Menu

Monselice, arrestato l'incubo del fruttivendolo

Estorceva da mesi soldi e alcolici: catturato mentre picchiava la vittima

MONSELICE. «Non ce la facevo più. Era diventato un incubo. Oggi mi sembra di essere tornato a respirare». L'incubo di Giovanni Boaretto è finito l'altro ieri alle 16, quando i carabinieri di Monselice hanno fatto irruzione nel suo negozio di ortofrutta, in via Colombo 39 A.

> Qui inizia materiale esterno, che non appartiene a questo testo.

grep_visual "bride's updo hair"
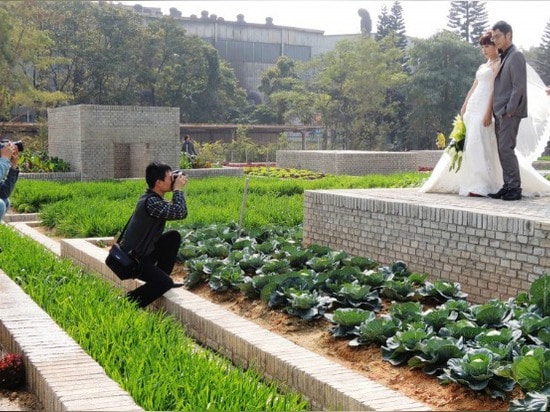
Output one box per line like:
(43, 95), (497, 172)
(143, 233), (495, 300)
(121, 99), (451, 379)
(479, 31), (495, 46)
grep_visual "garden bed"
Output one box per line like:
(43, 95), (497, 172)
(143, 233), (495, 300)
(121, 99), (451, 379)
(174, 266), (518, 411)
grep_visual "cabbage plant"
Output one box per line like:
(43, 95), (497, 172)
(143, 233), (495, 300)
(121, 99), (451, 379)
(438, 348), (515, 399)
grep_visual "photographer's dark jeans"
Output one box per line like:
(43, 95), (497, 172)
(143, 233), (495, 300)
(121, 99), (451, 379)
(127, 230), (181, 308)
(0, 198), (10, 220)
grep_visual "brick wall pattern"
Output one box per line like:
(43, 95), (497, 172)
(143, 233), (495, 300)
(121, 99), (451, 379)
(276, 150), (443, 176)
(303, 189), (550, 303)
(48, 105), (181, 181)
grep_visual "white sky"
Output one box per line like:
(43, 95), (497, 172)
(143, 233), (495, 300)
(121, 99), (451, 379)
(118, 0), (550, 49)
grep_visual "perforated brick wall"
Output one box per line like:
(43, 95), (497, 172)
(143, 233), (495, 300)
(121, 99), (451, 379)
(48, 105), (180, 181)
(277, 150), (443, 176)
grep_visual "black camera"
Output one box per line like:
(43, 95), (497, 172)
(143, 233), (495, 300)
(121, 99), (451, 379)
(0, 139), (25, 152)
(172, 169), (185, 183)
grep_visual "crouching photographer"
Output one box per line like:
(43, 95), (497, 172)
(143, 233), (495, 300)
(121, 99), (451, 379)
(0, 140), (23, 221)
(120, 162), (187, 308)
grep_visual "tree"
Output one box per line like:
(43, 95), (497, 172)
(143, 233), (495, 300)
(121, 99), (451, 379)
(4, 1), (246, 122)
(375, 1), (407, 50)
(391, 1), (408, 50)
(311, 38), (407, 150)
(535, 20), (550, 84)
(447, 1), (489, 44)
(374, 4), (393, 40)
(407, 31), (484, 149)
(251, 56), (306, 124)
(0, 2), (70, 120)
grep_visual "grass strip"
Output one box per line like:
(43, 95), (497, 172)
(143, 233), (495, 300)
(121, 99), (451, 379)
(11, 173), (426, 237)
(0, 225), (308, 411)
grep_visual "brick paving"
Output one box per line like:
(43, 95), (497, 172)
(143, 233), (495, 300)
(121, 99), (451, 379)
(0, 212), (429, 411)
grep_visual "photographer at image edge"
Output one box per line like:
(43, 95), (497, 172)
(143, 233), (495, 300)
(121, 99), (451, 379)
(120, 162), (187, 308)
(0, 140), (23, 221)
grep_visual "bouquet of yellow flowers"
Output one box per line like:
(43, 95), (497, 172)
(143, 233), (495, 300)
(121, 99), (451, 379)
(445, 114), (466, 173)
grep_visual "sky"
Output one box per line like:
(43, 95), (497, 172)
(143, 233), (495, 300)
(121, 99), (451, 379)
(119, 0), (550, 50)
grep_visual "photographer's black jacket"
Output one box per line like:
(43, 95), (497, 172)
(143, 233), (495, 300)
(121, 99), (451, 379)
(120, 189), (187, 258)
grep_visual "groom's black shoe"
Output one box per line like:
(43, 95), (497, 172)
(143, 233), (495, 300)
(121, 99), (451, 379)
(487, 186), (521, 199)
(502, 189), (521, 200)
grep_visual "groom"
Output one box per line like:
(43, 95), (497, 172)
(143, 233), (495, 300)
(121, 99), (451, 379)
(489, 21), (527, 200)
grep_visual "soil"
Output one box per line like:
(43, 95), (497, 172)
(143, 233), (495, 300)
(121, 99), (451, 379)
(0, 344), (44, 411)
(0, 222), (521, 411)
(173, 267), (521, 411)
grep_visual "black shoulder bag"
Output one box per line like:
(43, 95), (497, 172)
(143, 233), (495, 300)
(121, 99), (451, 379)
(105, 215), (141, 280)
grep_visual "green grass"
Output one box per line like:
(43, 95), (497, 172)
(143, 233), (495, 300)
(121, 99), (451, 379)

All'interno vi hanno arrestato il suo persecutore, Andrei Bodorin, trentacinquenne moldavo. A suo carico l'accusa di estorsione ai danni del commerciante sessantunenne. Bodorin, operaio regolare in Italia, residente a Monselice in via Raffaello 10, aveva finito da poco di scontare i domiciliari per una rapina ad Albignasego. In passato è stato accusato di furto, rapina, lesioni, violenza e minacce, evasione e spaccio di stupefacenti. E da un anno aveva preso di mira l'ortofrutta di Boaretto. Continue richieste di alcolici e denaro, accompagnate da minacce e botte. Così riusciva a strappargli ogni volta 10, 20 euro o più: in questi mesi gli avrebbe spillato almeno 500 euro. Ma più ancora del denaro, a tormentare Boaretto e la moglie Luigina Resente, che gestisce insieme a lui il chiosco lungo la circonvallazione, era questa presenza minacciosa, che ormai compariva tutti i giorni, quasi sempre verso le 20, ora di chiusura. Lo scorso inverno, aveva pure suonato alla porta di casa loro, a Sant'Elena, nel cuore della notte.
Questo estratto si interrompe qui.